Meh, while there are some titles that I have subscribed to in ANAD; I feel like over all I am pretty done with Marvel. They had a good chance with the end of secret wars to do something new, but all they are doing is hitting some PC objectives and nothing has really changed.
Something new like replace the majority of the old guard with newer characters trying to fill the shoes of titans?
I’m more engaged with Marvel’s offerings now than I have been since I first started reading. The diversity of stories available now is brilliant.
The only detractors I’ve seen are those that constantly pop into comments sections to let the rest of us know that political correctness is the devils work. They, including you, seem to see reds under the bed with each new story, character, or event; I’m seeing stories that haven’t been told before in the Marvel universe with interesting and sometimes new characters.

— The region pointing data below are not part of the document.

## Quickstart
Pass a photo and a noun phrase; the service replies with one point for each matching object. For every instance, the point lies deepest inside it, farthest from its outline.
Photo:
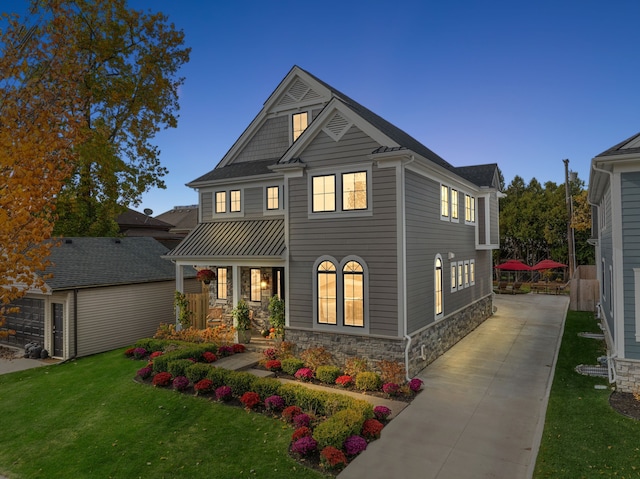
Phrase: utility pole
(570, 241)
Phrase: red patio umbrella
(548, 264)
(514, 265)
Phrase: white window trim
(340, 327)
(446, 197)
(337, 173)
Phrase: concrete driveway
(481, 413)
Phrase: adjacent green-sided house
(105, 293)
(614, 192)
(380, 248)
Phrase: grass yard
(89, 419)
(583, 436)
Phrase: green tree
(129, 92)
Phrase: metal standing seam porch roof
(237, 239)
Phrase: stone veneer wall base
(436, 339)
(627, 375)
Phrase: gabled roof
(90, 262)
(237, 239)
(629, 146)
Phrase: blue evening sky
(523, 84)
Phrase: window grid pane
(273, 197)
(221, 202)
(324, 193)
(255, 285)
(353, 294)
(354, 191)
(222, 283)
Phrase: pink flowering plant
(304, 374)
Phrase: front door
(278, 283)
(58, 321)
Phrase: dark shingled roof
(237, 170)
(90, 262)
(242, 238)
(480, 175)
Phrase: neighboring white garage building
(105, 293)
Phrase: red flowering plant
(162, 379)
(371, 429)
(301, 432)
(209, 357)
(332, 458)
(273, 365)
(250, 400)
(344, 381)
(205, 275)
(304, 374)
(304, 446)
(290, 412)
(203, 386)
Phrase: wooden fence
(198, 305)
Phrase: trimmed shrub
(181, 383)
(327, 374)
(371, 429)
(354, 445)
(368, 381)
(162, 379)
(304, 446)
(333, 459)
(335, 430)
(291, 365)
(197, 371)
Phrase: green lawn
(89, 419)
(583, 436)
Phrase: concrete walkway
(482, 411)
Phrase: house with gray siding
(614, 193)
(380, 248)
(99, 294)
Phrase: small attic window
(299, 123)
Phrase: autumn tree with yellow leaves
(84, 87)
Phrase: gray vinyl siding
(117, 316)
(630, 190)
(372, 238)
(271, 141)
(606, 253)
(427, 236)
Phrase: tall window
(438, 286)
(256, 291)
(222, 283)
(454, 204)
(354, 191)
(469, 209)
(300, 122)
(444, 201)
(353, 278)
(235, 201)
(324, 193)
(273, 198)
(221, 202)
(327, 293)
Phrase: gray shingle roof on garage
(237, 239)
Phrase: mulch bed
(626, 404)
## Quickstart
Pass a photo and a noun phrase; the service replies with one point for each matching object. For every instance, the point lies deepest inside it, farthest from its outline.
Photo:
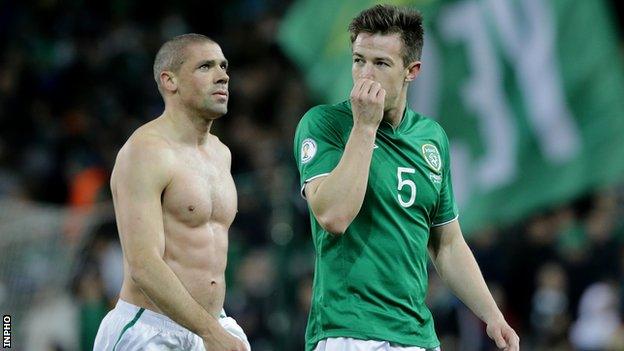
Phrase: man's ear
(168, 81)
(412, 71)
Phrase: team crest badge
(308, 150)
(432, 156)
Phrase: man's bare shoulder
(147, 143)
(147, 150)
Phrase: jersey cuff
(308, 180)
(443, 223)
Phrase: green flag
(530, 92)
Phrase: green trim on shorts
(129, 325)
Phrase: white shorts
(350, 344)
(129, 327)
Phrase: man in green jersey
(377, 179)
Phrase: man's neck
(187, 127)
(395, 114)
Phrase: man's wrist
(365, 129)
(494, 317)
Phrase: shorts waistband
(148, 317)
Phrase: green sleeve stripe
(129, 325)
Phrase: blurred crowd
(76, 81)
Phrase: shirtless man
(174, 202)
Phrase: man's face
(378, 57)
(203, 79)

When the argument is that Marvel are now bad because they’re writing about politics, which they always have, and moving diverse characters front and centre, which they’ve occasionally done, the advocates for such a position are really displaying that bias and bigotry in their stripes.
You want to be that person who recontextualises their grievances into the catch-all that is political correctness, do it, but you look ridiculous in doing so.

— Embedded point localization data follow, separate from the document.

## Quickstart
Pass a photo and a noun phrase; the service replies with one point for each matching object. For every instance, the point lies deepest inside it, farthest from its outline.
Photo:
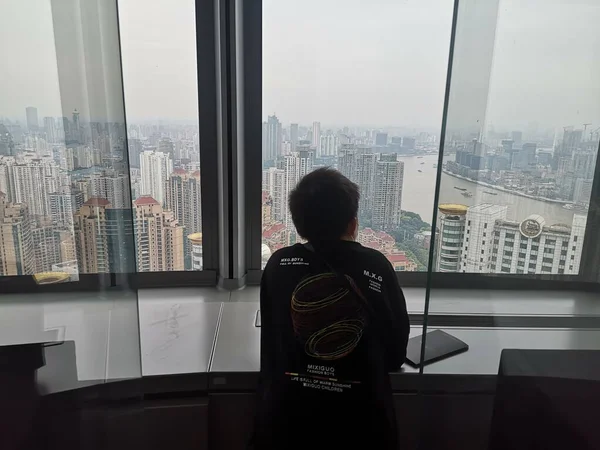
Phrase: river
(419, 190)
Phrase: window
(371, 144)
(158, 45)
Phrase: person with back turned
(333, 325)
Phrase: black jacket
(306, 402)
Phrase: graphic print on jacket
(328, 316)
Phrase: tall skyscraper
(76, 128)
(273, 139)
(451, 227)
(329, 145)
(297, 165)
(387, 198)
(486, 242)
(158, 237)
(183, 198)
(91, 241)
(517, 137)
(32, 120)
(63, 205)
(46, 248)
(381, 139)
(294, 136)
(7, 146)
(50, 129)
(32, 182)
(476, 254)
(155, 168)
(316, 137)
(274, 185)
(16, 246)
(114, 188)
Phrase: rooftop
(97, 201)
(145, 200)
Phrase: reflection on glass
(522, 139)
(159, 70)
(351, 87)
(39, 152)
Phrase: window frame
(586, 280)
(206, 46)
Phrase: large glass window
(42, 145)
(522, 138)
(359, 87)
(158, 42)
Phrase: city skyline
(70, 203)
(159, 67)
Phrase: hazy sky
(378, 63)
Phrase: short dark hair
(322, 205)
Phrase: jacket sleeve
(267, 340)
(395, 325)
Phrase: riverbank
(508, 191)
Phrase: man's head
(324, 206)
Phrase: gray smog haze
(377, 63)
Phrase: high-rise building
(489, 243)
(387, 195)
(381, 139)
(63, 205)
(158, 237)
(329, 145)
(451, 230)
(273, 139)
(409, 143)
(358, 164)
(46, 248)
(583, 164)
(477, 251)
(32, 120)
(297, 165)
(165, 145)
(135, 148)
(517, 137)
(316, 137)
(196, 250)
(91, 241)
(183, 198)
(582, 192)
(50, 130)
(16, 246)
(274, 185)
(76, 128)
(7, 146)
(155, 168)
(114, 188)
(32, 182)
(533, 247)
(120, 241)
(294, 136)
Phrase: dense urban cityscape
(65, 197)
(66, 190)
(554, 168)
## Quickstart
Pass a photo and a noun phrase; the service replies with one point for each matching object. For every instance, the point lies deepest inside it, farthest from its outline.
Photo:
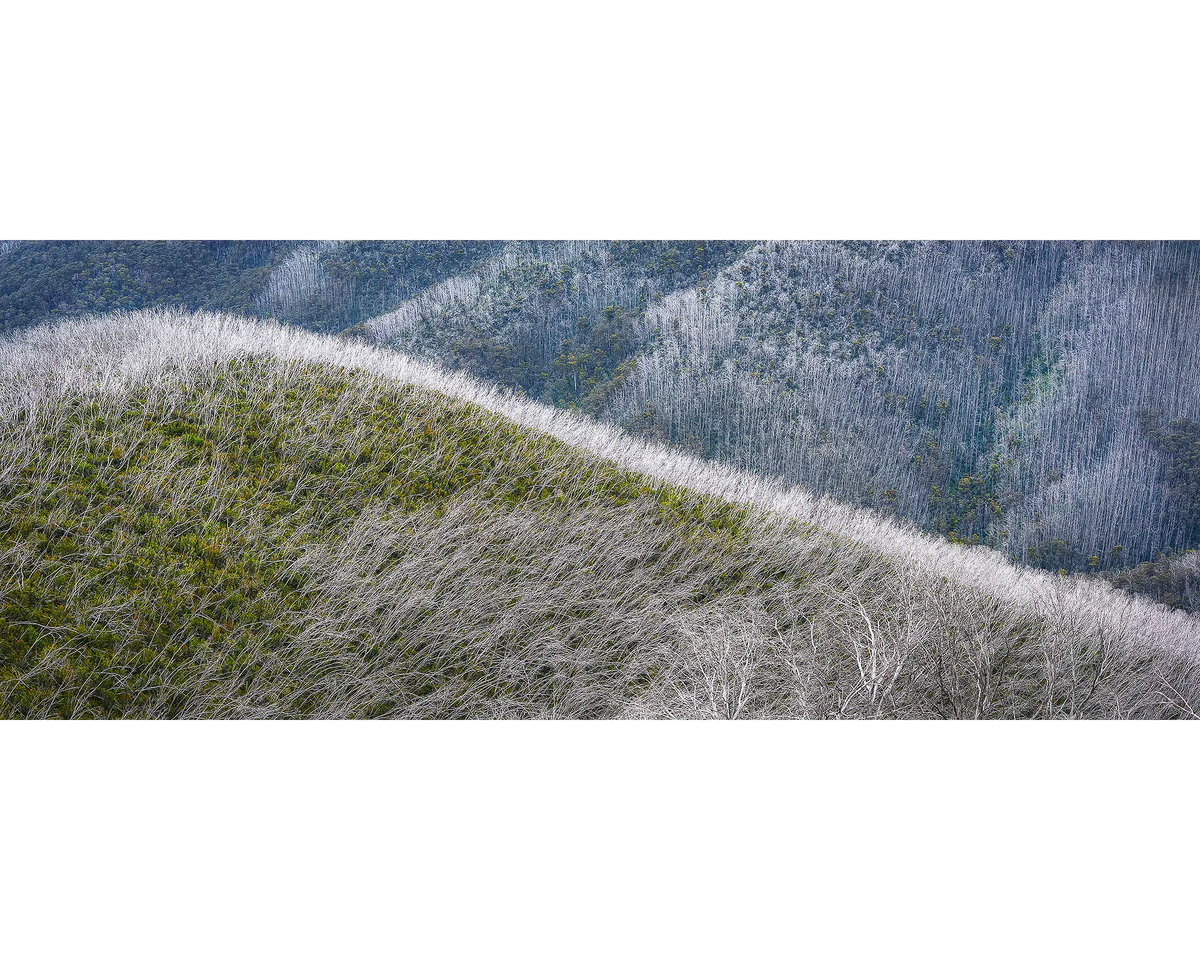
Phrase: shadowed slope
(204, 516)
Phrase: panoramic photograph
(659, 479)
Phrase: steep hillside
(208, 517)
(1038, 396)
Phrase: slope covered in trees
(1038, 396)
(208, 517)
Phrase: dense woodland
(209, 517)
(1037, 396)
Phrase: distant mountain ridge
(209, 517)
(1039, 396)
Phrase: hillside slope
(203, 516)
(1038, 396)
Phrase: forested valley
(1036, 396)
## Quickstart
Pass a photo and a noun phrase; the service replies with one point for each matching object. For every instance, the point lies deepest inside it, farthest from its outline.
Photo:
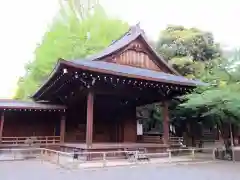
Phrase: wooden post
(62, 128)
(1, 126)
(165, 123)
(89, 127)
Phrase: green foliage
(69, 37)
(188, 50)
(221, 100)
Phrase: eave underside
(71, 83)
(17, 105)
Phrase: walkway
(28, 170)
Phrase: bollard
(169, 155)
(58, 158)
(136, 157)
(193, 153)
(233, 155)
(104, 159)
(213, 154)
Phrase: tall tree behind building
(69, 37)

That’s great for solo books… but the Avengers are meant to be the all-stars, dealing with the big bad. Not novice posers in Halloween costumes.

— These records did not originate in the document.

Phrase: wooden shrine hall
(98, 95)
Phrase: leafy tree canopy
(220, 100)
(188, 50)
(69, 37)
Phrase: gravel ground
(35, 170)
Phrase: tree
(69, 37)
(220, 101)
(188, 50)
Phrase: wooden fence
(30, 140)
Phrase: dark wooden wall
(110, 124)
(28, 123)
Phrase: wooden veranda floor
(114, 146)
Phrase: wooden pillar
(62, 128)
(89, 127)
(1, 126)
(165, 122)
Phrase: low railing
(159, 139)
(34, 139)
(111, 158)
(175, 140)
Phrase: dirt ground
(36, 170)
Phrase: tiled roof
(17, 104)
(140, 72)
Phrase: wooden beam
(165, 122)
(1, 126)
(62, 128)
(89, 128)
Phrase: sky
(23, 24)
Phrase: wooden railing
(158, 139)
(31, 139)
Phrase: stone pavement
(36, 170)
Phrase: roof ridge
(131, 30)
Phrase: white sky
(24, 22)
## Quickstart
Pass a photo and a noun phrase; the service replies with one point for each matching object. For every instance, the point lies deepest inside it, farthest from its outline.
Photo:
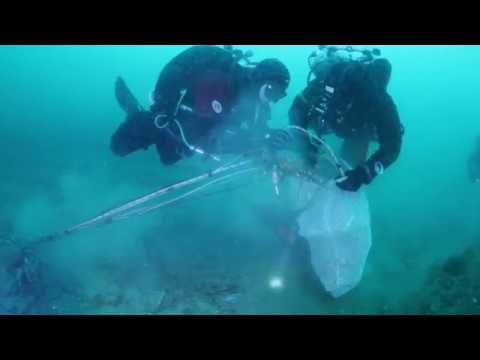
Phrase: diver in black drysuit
(474, 163)
(204, 102)
(352, 102)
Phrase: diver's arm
(136, 133)
(390, 133)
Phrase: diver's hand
(353, 179)
(279, 139)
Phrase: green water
(58, 112)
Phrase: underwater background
(215, 255)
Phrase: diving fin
(125, 98)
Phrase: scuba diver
(205, 102)
(474, 163)
(348, 97)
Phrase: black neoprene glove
(354, 179)
(279, 139)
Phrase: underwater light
(276, 282)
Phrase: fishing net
(336, 225)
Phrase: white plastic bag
(336, 225)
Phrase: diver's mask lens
(272, 92)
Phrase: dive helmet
(273, 79)
(325, 57)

I guess the downvote means a career sidekick, 3 teenagers and a cancer sufferer with no training, only on the team because of whose gimmicks they copied, shouldn’t be called B-listers. For some reason.
A cancer sufferer who has been pummeling everyone that crosses her path.
Edit: I really want to expand on this point. Thor and Odinson have been written to be equally powerful when wielding Mjolnir, it’s even been indicated that Thor is more powerful. So when you say that Thor is just a cancer sufferer with no training, what exactly are you saying? She’s getting the job done as well, if not better, than Odinson did.
I think that downvote may have been due to your nonchalant dismissal of characters that have proven to be much more than what your derisive comments propose.
The problem is that those B-listers are now the A-listers. We get to sit back and see how they handle the next big bad. It should be exciting to see how relatively inexperienced characters negotiate the odds to come out on top.
I started reading Edge of the Spiderverse and Spider-Gwen on the weekend. Now that Secret Wars has wrapped up, I might to a quick backstory wiki search to get me up to speed and then drop into the new version of The Avengers.
Comics are interesting to me now for the first time since Wolverine killed Sabretooth.
pure and absolute garbage.
The thing that bothers me the most is that Steve acts as curmudgeonly and bitter as he looks. It’s as though he aged mentally as well as physically.
Old man Rogers is technically old as buggery, he’s lost all of his physical power, and all of his favourite stuff is in disarray. It’s no wonder he’s grumpy about everything.
Change it all or keep it the same. Seems no one is ever happy on the internet. Yet, the comics continue to sell.
If I didn’t know better, I’d think the Internet is a vast cross-section of people and opinions rather than a gestalt entity.